SÉVERINE CORNAMUSAZ : Cœur animal1

Nous sommes en Suisse, très haut dans les montagnes dont la caméra de Séverine Cornamusaz a caressé les hauteurs, murailles de granit, sauvages et escarpées, puis s’est posée sur le lieu de l’action : une ferme totalement isolée, sise sur un tapis d’herbes balayées par les vents, tel un ring où vont s’affronter un trio d’identités en souffrance, s’exprimant chacun dans son propre langage.

Il y a Paul2 qui ne parle qu’en onomatopées, grognements, grondements. S’il prononce des mots ils sont souvent imperceptibles, indiscernables. Qu’a-t-il pu bien se passer pour que cet homme n’ait plus de parole à offrir ? Des sons et non le verbe. Mais a-t-on besoin de parler quand on trime de facon inhumaine dans une ferme isolée, au mileu de montagnes hostiles ? Aux animaux il sait cependant dispenser soins et caresses, des baisers même, parfois, et des murmures dans le creux des oreilles. Pour Rosine, sa femme, à ses côtés3, nenni. La voit-il seulement ? Le héros de Cœur animal serait-il un de de ces enfants abîmés qui ne sait plus ce qu’humain veut dire ? Un enfant emmuré en lui-même, portant une tragédie subie ? Une victime plus qu’un bourreau4 ? C’est très dur à regarder cette non-communication entre ces deux êtres, cette brutalité dont Paul fait preuve continuellement à l’égard de sa femme.
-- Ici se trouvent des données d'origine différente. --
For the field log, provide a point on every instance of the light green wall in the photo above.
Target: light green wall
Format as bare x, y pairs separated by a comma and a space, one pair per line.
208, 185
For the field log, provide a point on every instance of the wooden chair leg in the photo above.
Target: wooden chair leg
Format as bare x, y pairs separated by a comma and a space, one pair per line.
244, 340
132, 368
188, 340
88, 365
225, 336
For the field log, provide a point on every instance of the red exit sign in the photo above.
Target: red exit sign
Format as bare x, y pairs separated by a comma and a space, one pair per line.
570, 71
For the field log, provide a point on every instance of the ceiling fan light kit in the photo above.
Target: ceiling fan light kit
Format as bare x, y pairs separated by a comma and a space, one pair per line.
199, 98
N’est-il que cet être de pulsions, qu’un seul épiderme dont le cœur serait clos ?
Rosine est un être de silence également, emmurée dans son propre langage. Soumise, elle n’en a pas moins un cœur qui sait aimer et dont elle exprime les désirs à travers ses seuls regards, et ses mains tendues. Paul ne les voit pas. Il a ces mots très durs, pour lui « les femmes ne sont qu’embrouilles et poisse ».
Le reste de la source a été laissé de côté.